So I took a look at the outputs out of a Wheatstone bridge vs. a Unipolar design in Excel. The conclusion I come to is that either design can work, it really depends on whether the ADC is of the unipolar bipolar type. The latter definitely benefits from a Wheatstone bridge - otherwise you're throwing away a bit of resolution for no good reason.
The resolution at low temperatures for the resistor values I chose (4k7x2 and 2k2 on the Wheatstone and 11k for the Unipolar design) and the 2k2 precision thermistor from US Sensors is gargantuan when it comes to 0-50*C measurements which are the mainstay of our expected temperature measurements. (I never expect measurements below zero *C, that would require a different kind of sensor.)
The differences are more pronounced at the high end of the temperature scale, however, where the linearization of the Wheatstone tends to decompress the steps a bit. To cite an extreme, the number of bit 'steps' from 110*C to 120*C for the Bipolar/Wheatstone approach is 542 while the Unipolar design makes it to 392.
So, you gain a bit of resolution at the high end of the temperature scale with the Bipolar design while enjoying fewer steps at the low end of the temperature scale. To put that in perspective, the 0-10*C range enjoys 17k steps in the unipolar design and 'only' 12k steps in the bipolar design.
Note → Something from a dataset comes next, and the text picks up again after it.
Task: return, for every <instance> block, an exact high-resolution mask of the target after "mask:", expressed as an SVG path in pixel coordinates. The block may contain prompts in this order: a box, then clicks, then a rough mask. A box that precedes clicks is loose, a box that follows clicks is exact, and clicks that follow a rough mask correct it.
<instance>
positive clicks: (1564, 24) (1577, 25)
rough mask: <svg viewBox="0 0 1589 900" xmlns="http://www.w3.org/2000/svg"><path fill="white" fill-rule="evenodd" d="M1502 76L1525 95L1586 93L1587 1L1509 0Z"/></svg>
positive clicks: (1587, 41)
But either approach is offering up 10x the theoretical resolution of the Arduino. And 10k+ steps should allow me to characterize the temperature rather well.
To properly get to temperature measurements in between stated data points, I decided to create a lookup table that uses a ln(x) function between each published data point for interpolation. The results match up to beyond 3 digits after the dot, which is good enough for me. I plan on dumping these floats into ProgMem as an array and using them in a ln approximation function as a function of the integer that the ADC is reporting.
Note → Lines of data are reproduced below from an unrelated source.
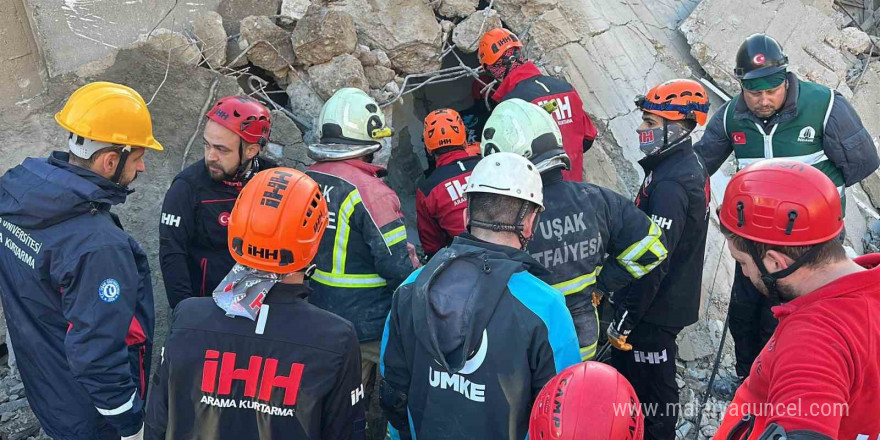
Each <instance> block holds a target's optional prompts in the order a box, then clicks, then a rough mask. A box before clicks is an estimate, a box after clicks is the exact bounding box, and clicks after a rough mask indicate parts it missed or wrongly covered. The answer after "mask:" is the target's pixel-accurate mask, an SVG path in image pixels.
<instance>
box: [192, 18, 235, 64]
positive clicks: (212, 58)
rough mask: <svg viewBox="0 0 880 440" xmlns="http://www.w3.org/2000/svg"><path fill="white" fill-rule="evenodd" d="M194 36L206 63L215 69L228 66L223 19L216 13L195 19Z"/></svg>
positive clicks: (194, 25) (224, 29)
mask: <svg viewBox="0 0 880 440" xmlns="http://www.w3.org/2000/svg"><path fill="white" fill-rule="evenodd" d="M193 35H194V36H195V37H196V43H197V44H198V46H199V50H201V51H202V56H203V57H204V58H205V62H207V63H208V65H209V66H211V67H213V68H214V69H217V68H219V67H220V66H222V65H224V64H226V45H227V43H228V42H227V40H226V30H225V29H223V17H222V16H220V14H218V13H216V12H214V11H206V12H203V13H201V14H199V15H198V16H197V17H196V18H195V19H193Z"/></svg>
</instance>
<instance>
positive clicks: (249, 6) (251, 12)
mask: <svg viewBox="0 0 880 440" xmlns="http://www.w3.org/2000/svg"><path fill="white" fill-rule="evenodd" d="M280 8H281V0H221V1H220V4H219V5H218V6H217V8H216V11H217V12H218V13H219V14H220V15H221V16H223V27H224V28H225V29H226V35H235V34H237V33H239V32H240V31H241V27H240V24H241V21H242V20H244V19H245V18H247V17H249V16H252V15H253V16H267V17H271V16H273V15H277V14H278V11H279V9H280ZM212 9H213V8H212Z"/></svg>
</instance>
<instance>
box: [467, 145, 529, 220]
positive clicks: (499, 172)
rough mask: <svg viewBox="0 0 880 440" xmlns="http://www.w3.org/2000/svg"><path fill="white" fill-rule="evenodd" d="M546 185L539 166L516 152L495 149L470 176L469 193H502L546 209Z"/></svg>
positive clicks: (483, 159)
mask: <svg viewBox="0 0 880 440" xmlns="http://www.w3.org/2000/svg"><path fill="white" fill-rule="evenodd" d="M543 187H544V185H543V184H542V183H541V175H540V174H539V173H538V169H537V167H535V165H533V164H532V163H531V162H529V161H528V160H527V159H525V158H524V157H522V156H520V155H518V154H514V153H495V154H493V155H491V156H488V157H485V158H483V160H481V161H480V162H479V163H477V166H475V167H474V171H473V172H472V173H471V176H470V177H469V178H468V183H467V186H465V188H464V193H465V194H470V193H479V192H481V193H490V194H500V195H502V196H508V197H513V198H517V199H520V200H525V201H527V202H532V203H534V204H536V205H538V206H539V207H540V210H541V211H543V210H544V192H543Z"/></svg>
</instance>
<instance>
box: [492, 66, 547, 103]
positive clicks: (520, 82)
mask: <svg viewBox="0 0 880 440" xmlns="http://www.w3.org/2000/svg"><path fill="white" fill-rule="evenodd" d="M539 75H541V71H540V70H539V69H538V66H536V65H535V63H533V62H531V61H526V63H525V64H523V65H522V66H519V67H517V68H516V69H513V70H511V71H510V73H508V74H507V76H505V77H504V80H503V81H501V85H500V86H498V90H496V91H495V93H494V94H493V95H492V99H494V100H495V101H496V102H501V100H502V99H504V97H505V96H507V94H508V93H510V92H511V91H513V89H515V88H516V86H517V84H519V83H521V82H523V81H525V80H527V79H529V78H532V77H535V76H539Z"/></svg>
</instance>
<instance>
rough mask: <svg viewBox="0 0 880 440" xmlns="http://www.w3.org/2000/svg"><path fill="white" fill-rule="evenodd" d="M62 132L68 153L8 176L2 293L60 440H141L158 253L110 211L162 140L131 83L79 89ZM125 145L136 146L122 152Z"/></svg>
mask: <svg viewBox="0 0 880 440" xmlns="http://www.w3.org/2000/svg"><path fill="white" fill-rule="evenodd" d="M55 122H57V123H58V125H60V126H61V128H63V129H64V130H65V131H66V132H67V133H68V135H69V136H68V141H67V150H68V151H54V152H52V153H51V154H50V156H49V158H48V159H36V158H28V159H25V161H24V162H23V163H22V164H21V165H19V166H16V167H15V168H12V169H11V170H9V171H8V172H6V174H5V175H3V177H2V178H0V223H2V226H3V227H2V229H0V236H2V238H0V240H2V242H3V243H4V246H2V247H0V292H2V297H3V312H4V314H5V316H6V323H7V331H8V332H9V334H10V335H11V338H12V341H13V343H14V344H15V355H16V360H17V363H18V367H19V371H20V373H21V379H22V382H23V383H24V389H25V394H27V400H28V404H29V405H30V407H31V409H33V411H34V414H36V416H37V419H38V420H39V421H40V424H41V425H42V427H43V430H44V431H45V432H46V434H47V435H48V436H50V437H52V438H54V439H59V440H94V439H113V440H118V439H119V438H120V437H122V438H123V439H140V438H141V436H142V435H143V414H144V404H143V399H144V397H145V396H146V392H147V384H146V378H147V377H149V376H148V373H149V371H148V370H149V367H150V353H151V350H152V341H153V324H154V311H153V286H152V281H151V278H150V267H149V263H148V261H147V255H146V253H144V251H143V249H142V248H141V247H140V246H139V245H138V243H137V242H136V241H135V240H134V238H132V237H131V236H130V235H129V234H128V233H126V232H125V231H124V230H123V229H122V224H121V223H120V221H119V218H118V217H117V216H116V215H115V214H113V213H112V212H111V211H110V209H111V208H112V207H113V206H116V205H119V204H122V203H124V202H125V199H126V197H128V195H129V194H131V193H132V192H133V190H131V189H129V185H130V184H131V183H132V182H133V181H134V180H135V178H136V177H137V175H138V173H141V172H143V171H145V170H146V165H145V163H146V150H155V151H162V145H161V144H160V143H159V142H158V141H156V139H155V138H153V123H152V119H151V117H150V112H149V110H148V109H147V104H146V103H145V102H144V99H143V98H142V97H141V95H139V94H138V93H137V92H136V91H134V90H132V89H131V88H129V87H126V86H124V85H121V84H114V83H109V82H94V83H91V84H87V85H85V86H83V87H80V88H79V89H78V90H76V91H75V92H74V93H73V94H72V95H70V98H68V100H67V102H66V103H65V104H64V108H63V109H61V111H60V112H58V113H57V114H55ZM120 140H125V142H126V143H125V144H120V143H119V142H120Z"/></svg>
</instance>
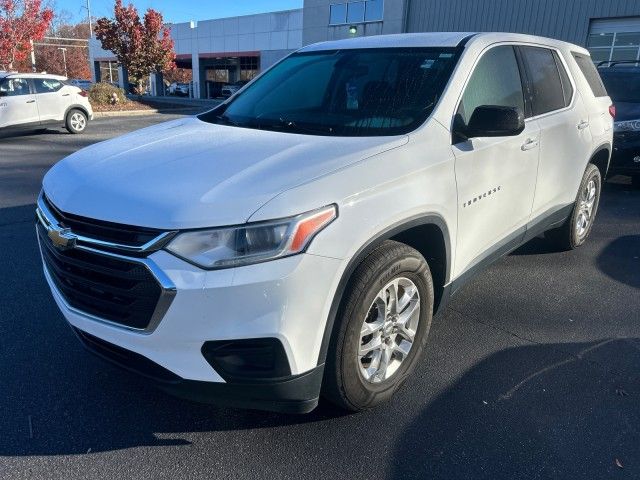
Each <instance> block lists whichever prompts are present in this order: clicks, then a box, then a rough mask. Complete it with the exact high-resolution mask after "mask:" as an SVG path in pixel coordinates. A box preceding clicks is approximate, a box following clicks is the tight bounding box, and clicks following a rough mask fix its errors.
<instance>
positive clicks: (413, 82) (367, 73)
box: [199, 48, 457, 136]
mask: <svg viewBox="0 0 640 480" xmlns="http://www.w3.org/2000/svg"><path fill="white" fill-rule="evenodd" d="M456 61H457V55H456V50H455V49H452V48H409V49H407V48H386V49H362V50H339V51H322V52H308V53H297V54H293V55H291V56H289V57H287V58H286V59H284V60H283V61H282V62H280V63H279V64H277V65H276V66H275V67H273V68H272V69H271V70H269V71H268V72H266V73H265V74H264V75H262V76H261V77H259V78H258V79H256V81H255V82H253V83H252V84H251V85H249V86H248V87H247V88H246V89H245V90H244V91H243V92H240V94H239V95H238V96H236V97H235V98H233V99H232V100H231V101H230V102H229V103H226V104H223V105H221V106H220V107H218V108H216V109H214V110H212V111H210V112H207V113H205V114H203V115H200V116H199V118H200V119H201V120H203V121H206V122H210V123H219V124H227V125H235V126H238V127H245V128H256V129H263V130H276V131H286V132H292V133H305V134H315V135H336V136H379V135H400V134H403V133H407V132H409V131H411V130H414V129H415V128H417V127H418V126H419V125H420V124H422V123H423V122H424V121H425V120H426V118H427V117H428V116H429V114H430V113H431V111H432V110H433V108H434V107H435V105H436V103H437V101H438V100H439V98H440V96H441V95H442V92H443V90H444V87H445V85H446V83H447V81H448V80H449V77H450V76H451V72H452V71H453V67H454V66H455V62H456Z"/></svg>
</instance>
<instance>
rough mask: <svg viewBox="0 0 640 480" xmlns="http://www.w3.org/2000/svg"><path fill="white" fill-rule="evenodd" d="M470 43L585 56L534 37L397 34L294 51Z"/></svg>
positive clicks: (473, 34) (457, 34)
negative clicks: (466, 42) (526, 47)
mask: <svg viewBox="0 0 640 480" xmlns="http://www.w3.org/2000/svg"><path fill="white" fill-rule="evenodd" d="M465 39H468V42H469V44H470V43H486V44H487V45H490V44H492V43H497V42H522V43H534V44H540V45H546V46H550V47H557V48H567V47H569V48H571V49H572V50H576V51H579V52H582V53H588V52H587V50H585V49H584V48H583V47H579V46H578V45H573V44H570V43H567V42H563V41H560V40H554V39H551V38H546V37H538V36H535V35H524V34H520V33H505V32H485V33H478V32H475V33H474V32H429V33H399V34H393V35H374V36H370V37H355V38H348V39H344V40H330V41H328V42H320V43H315V44H312V45H308V46H306V47H303V48H301V49H300V50H298V51H299V52H314V51H322V50H347V49H356V48H402V47H405V48H407V47H457V46H459V45H460V44H461V43H462V42H463V40H465Z"/></svg>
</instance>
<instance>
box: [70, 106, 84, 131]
mask: <svg viewBox="0 0 640 480" xmlns="http://www.w3.org/2000/svg"><path fill="white" fill-rule="evenodd" d="M65 127H66V128H67V130H69V133H82V132H84V130H85V128H87V116H86V115H85V113H84V112H83V111H82V110H77V109H73V110H71V111H70V112H69V113H67V119H66V121H65Z"/></svg>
I derived the offset and multiplier through an iterative approach in Excel. The nice thing about all that work is knowing that I can now convert directly from the long integer values reported by the ADC into a temperature. See below:
| Temp (*C) | ADC Integer Value | ln(x) multiplier | ln(x) Offset constant |
| - | - | - | - |
| 120 | 1045 | -22.27923662 | 274.880177 |
| 110 | 1637 | -24.95192121 | 294.6597015 |
| 100 | 2444 | -26.56710287 | 307.2603658 |
| 90 | 3561 | -27.61393547 | 315.8211499 |
| 80 | 5115 | -28.17896062 | 320.6464267 |
| 70 | 7294 | -28.51382449 | 323.6249762 |
| 60 | 10358 | -28.86768587 | 326.8966067 |
| 50 | 14646 | -29.47440202 | 332.716181 |
| 40 | 20562 | -30.6152316 | 344.0459878 |
| 30 | 28505 | -32.1216923 | 359.4990127 |
| 25 | 33306 | -33.62930719 | 375.1985497 |
| 20 | 38645 | -36.90097385 | 409.7544579 |
| 10 | 50674 | -44.05057072 | 487.2072436 |
| 0 | 63588 | -56.60933954 | 626.1094879 |
To get at the offset and gain issues inside the ADC, I am considering the following: Use a 8 channel multiplexer with 3 precision resistors to create a linear offset. Every time the MUX inputs are cycled for all the channels, these resistors are sampled also. Then, the offset is calculated and added as function of the integer that the ADC is responding with on later measurements. So that takes care of offset and hopefully gain errors also.
At the 15 samples per second rate that this ADC supports in 16 bit mode, I may even elect to do two measurements of the other analog input channels (i.e. 10 samples altogether) and average them for ever second time-slice I am interested in.
Last but not least, I expect that no matter how well the thermistors are calibrated up front that they will need to be calibrated once they're on the ADC. The test with least damage potential is ice water, as thermistors apparently do not like prolonged exposure to temperatures above 90*C. But I might try both an ice water and a boiling pot of water, just to 'bound' the ADC range.